Dr. Nichols: I absolutely agree, just by working with clients individually, we figured out ways to affordably increase their access, whether it means patients coming in, specialists, or whatever they need. That’s a key part of this innovative care approach.
One of the advantages of being a large organization is we have a variety of experiences.
A hot topic right now is giving people monoclonal antibody infusions. Having worked with a few different facilities, we discovered in one location, they needed a place where they could take care of bedridden patients because they had a large nursing home population. In contrast, others hadn’t reckoned with the need.

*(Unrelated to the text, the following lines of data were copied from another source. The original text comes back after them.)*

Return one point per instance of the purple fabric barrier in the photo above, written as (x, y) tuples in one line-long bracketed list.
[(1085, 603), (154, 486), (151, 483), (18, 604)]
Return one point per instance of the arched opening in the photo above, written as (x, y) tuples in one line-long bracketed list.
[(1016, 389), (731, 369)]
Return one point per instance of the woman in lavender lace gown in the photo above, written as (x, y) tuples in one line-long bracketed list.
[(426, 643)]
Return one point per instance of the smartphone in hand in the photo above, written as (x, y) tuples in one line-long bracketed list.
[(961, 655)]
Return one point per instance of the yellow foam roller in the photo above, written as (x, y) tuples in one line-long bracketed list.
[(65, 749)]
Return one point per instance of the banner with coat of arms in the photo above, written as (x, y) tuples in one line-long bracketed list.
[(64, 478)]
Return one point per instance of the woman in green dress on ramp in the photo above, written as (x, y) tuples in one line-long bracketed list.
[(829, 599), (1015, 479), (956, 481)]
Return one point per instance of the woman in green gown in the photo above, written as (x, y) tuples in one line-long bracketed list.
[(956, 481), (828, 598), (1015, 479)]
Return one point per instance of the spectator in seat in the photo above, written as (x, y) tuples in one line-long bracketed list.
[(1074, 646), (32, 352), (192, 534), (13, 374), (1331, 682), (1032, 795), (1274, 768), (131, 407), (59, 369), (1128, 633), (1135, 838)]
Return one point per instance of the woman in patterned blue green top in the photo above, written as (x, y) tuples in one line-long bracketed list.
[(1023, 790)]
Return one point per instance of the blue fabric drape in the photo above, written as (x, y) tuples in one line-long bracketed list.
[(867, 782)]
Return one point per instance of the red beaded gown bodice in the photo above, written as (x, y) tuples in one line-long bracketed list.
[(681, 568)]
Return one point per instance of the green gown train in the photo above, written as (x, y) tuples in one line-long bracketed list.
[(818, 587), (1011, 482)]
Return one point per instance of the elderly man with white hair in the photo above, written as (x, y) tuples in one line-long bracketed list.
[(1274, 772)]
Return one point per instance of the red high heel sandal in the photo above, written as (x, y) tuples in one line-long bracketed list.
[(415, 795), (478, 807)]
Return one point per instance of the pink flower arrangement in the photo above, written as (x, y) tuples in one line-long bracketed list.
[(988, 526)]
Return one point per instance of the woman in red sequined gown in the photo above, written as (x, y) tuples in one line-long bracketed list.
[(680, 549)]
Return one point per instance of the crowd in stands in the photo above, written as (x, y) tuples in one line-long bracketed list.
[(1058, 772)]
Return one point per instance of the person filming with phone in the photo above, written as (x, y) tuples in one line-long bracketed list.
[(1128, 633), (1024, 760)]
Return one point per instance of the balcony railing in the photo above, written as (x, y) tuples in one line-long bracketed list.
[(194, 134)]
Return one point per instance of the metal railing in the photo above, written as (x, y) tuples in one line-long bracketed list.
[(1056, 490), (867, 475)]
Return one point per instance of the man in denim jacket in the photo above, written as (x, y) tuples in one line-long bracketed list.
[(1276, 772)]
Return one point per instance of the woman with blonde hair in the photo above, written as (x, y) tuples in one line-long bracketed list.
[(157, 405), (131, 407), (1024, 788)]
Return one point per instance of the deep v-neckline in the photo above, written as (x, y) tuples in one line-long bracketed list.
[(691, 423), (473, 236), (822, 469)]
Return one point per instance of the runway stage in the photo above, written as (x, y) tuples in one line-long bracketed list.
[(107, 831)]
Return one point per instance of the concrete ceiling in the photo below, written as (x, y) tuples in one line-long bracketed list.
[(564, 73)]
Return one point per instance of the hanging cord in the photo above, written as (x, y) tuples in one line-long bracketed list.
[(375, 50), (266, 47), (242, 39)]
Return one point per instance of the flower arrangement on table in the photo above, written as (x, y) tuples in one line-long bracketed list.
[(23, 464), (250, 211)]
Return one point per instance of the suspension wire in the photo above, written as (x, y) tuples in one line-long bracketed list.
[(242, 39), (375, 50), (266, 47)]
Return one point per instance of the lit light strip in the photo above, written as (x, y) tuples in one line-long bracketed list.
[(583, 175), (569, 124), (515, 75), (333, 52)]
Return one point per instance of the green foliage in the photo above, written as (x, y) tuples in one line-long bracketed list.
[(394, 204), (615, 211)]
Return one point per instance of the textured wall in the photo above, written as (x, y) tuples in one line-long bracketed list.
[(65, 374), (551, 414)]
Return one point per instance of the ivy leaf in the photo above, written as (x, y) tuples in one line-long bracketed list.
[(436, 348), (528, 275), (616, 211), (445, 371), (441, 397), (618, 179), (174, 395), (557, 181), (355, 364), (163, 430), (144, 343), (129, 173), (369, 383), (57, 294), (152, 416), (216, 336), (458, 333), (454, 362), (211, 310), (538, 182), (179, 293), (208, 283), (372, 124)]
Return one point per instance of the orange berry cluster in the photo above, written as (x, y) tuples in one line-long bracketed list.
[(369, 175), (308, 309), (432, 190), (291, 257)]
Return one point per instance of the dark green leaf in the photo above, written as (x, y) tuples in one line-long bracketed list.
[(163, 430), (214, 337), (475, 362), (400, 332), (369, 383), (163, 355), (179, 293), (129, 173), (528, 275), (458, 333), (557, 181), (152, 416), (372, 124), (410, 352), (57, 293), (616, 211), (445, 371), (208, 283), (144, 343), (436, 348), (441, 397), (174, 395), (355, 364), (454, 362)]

They were expecting ambulatory patients and realized there are bedridden patients who may need this treatment. We were able to help them figure out a better location within their physical campus because patients have to come in.
On the other hand, like the scheduling and the answering of the questions for COVID testing, which we started doing once COVID developed. We all learned from that and had a great experience with various facilities. We’re able to take that experience to others and let them learn from it.
The key to all of this is communication, and that’s been very different during COVID. We have tons of teleconference calls, and you jump on, and you can explain things better. You can throw up a couple of slides. You don’t necessarily have to travel to show people what can be done. That makes a big difference. It’s clearly changing the way we operate, at least for now, and probably for the future, and how we do things in all aspects of our lives.
Is the advancement of technology innovation and implementation a silver lining where COVID is concerned?
Newman: I used to feel like it was somewhat of an uphill battle, telling folks the value of telemedicine solutions, assuring them the quality was still there. A lot of those barriers have been taken away. I can’t say I wanted them taken away immediately in a matter of months by every customer we have, but it has certainly been a welcome change from my perspective.
Any final thoughts?
Dr. Nichols: This will last; it isn’t going to just be through this year. This is going to be for the next few years, if not throughout this decade.
When we look at healthcare at the end of the 2020s, we will be amazed at how different it is. It’ll probably be something akin to when we developed antibiotics years ago. Regardless, it will be radically different.